人材ビジネス業界で働いてきて、心に残っているエピソードは?
入社以来、技術系の職場で製品設計や生産技術に関する業務に携わってきましたが、客先からの帰任をきっかけに人材開発部に異動することになりました。
人材開発部は社員の人材育成をメイン業務としており、各階層別研修の企画運営の他、設計製図、設計ツールやプログラミングの基礎教育、資格試験取得のサポート等幅広く行っています。その中で、私が主に担当したのが社員向けの設計ツール3次元CAD操作教育です。
社員の多くは何かしらのCADソフトをツールとして設計を行う技術者ですが、社員によっては3次元CADの操作習得やレベル向上が必要となります。とりわけ習得に時間と経験が必要な3次元CADの基本操作を人材開発部で教育することは、技術部門内で教育することの負担を軽減し、また実務への取り掛かりがスムーズになります。受講対象は新人からベテランまで様々で、必要に応じた受講コースが選択できるようになっています。
講師業務は先輩社員からの引継ぎのため、既にコンテンツは完成しており、研修運営での不明点はすぐに聞ける環境だったため、教育はいたって順調に進めていました。慣れも出てきて自身の実務経験も織り交ぜながら、ただ操作を教えるだけでなく、実務でポイントとなることなども交えた講義を行うようになり、教育することに多少の自信も付いてきました。
そんなある日、教育を修了し送り出した社員の職場上長から、とある形状の作成方法で『どんな教え方をしたのか?』と問い合わせがありました。詳しく聞くと、『作り方が実務に沿っていない!』という内容でした。
同じ職場にはこれまで修了者を送り出してきましたが、今回初めての指摘でした。
講義ではその形状の具体的な作成方法は説明していませんが、研修を修了することで相応の技術が身に付くため、この話を聞いたとき何故このような苦情になったのか、よくわかりませんでした。

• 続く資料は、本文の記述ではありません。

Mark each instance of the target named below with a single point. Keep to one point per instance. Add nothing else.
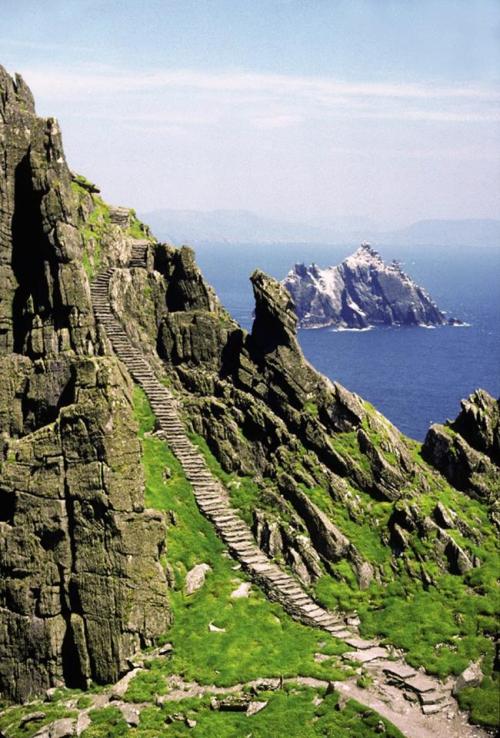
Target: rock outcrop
(360, 292)
(466, 450)
(81, 586)
(332, 488)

しかし、私が伝えたつもりでいただけで、思った通りに伝わっていなかったということ。これまで何事も無かったのは偶然に過ぎなかったことに気がつきました。
日々、少しずつ研修に変化を付け、より良くしてきたつもりでしたが、今回の件は社員というお客様に迷惑を掛けたのだと肝に銘じました。そして、技術部門から直接指摘を受けたことは、その職場に沿った教育が望まれており、これまでの研修にプラスするきっかけになったことは言うまでもありません。

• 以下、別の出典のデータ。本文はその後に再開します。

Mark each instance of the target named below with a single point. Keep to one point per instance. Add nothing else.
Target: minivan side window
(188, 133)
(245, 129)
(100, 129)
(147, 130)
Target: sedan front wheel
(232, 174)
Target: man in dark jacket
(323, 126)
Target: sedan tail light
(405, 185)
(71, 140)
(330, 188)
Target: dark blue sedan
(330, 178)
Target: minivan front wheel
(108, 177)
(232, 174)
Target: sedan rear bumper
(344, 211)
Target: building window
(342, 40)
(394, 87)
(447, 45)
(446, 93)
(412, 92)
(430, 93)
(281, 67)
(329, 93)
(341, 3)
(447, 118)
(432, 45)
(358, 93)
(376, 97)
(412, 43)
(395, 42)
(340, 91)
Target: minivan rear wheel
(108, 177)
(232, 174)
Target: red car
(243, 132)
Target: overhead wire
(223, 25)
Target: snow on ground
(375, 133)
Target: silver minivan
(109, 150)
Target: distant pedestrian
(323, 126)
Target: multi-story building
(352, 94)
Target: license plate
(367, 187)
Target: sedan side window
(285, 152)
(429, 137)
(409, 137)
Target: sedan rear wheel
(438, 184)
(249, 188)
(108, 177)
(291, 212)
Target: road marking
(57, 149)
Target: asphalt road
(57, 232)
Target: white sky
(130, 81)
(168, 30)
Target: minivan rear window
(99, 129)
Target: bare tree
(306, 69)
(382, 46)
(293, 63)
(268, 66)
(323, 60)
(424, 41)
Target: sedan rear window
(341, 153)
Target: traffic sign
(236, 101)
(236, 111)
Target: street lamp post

そのエピソードで感じたこと、そのエピソードを通じて学んだことは何ですか?
多くの人がいる中で、皆がまったく同じ受け取り方をすることはないでしょう。しかし、仕事でのアウトプットに個性を出してはいけない場合もあります。この講義の先にはお客様(社員)がいて、更にその先には本当のお客様がいる。そんな風に考えながら研修を運営することで、研修に対してより責任を感じるようになったとき、一皮剥けた(成長したな)と感じました。
人材ビジネスで頑張る皆さんへー激励メッセージ
人の成長は自己努力だけでまかなえるものではありません。未熟な私は教育の現場で教えることよりも教わることの方が多いですが、その中で自分の強みを持つことと、弱みを知ることが自身の成長へつながるのではないかと思います。今回のように周りからの刺激で気づかされることもあります。その信号を逃さずにキャッチし、どう活かすかを考えることが大切ではないでしょうか。
中山 敦
1996年11月 入社、3次元CADを使った製品設計に携わる。
2009年4月 間接部門にある『人材開発部』に異動。主に3次元CADの教育に取組む。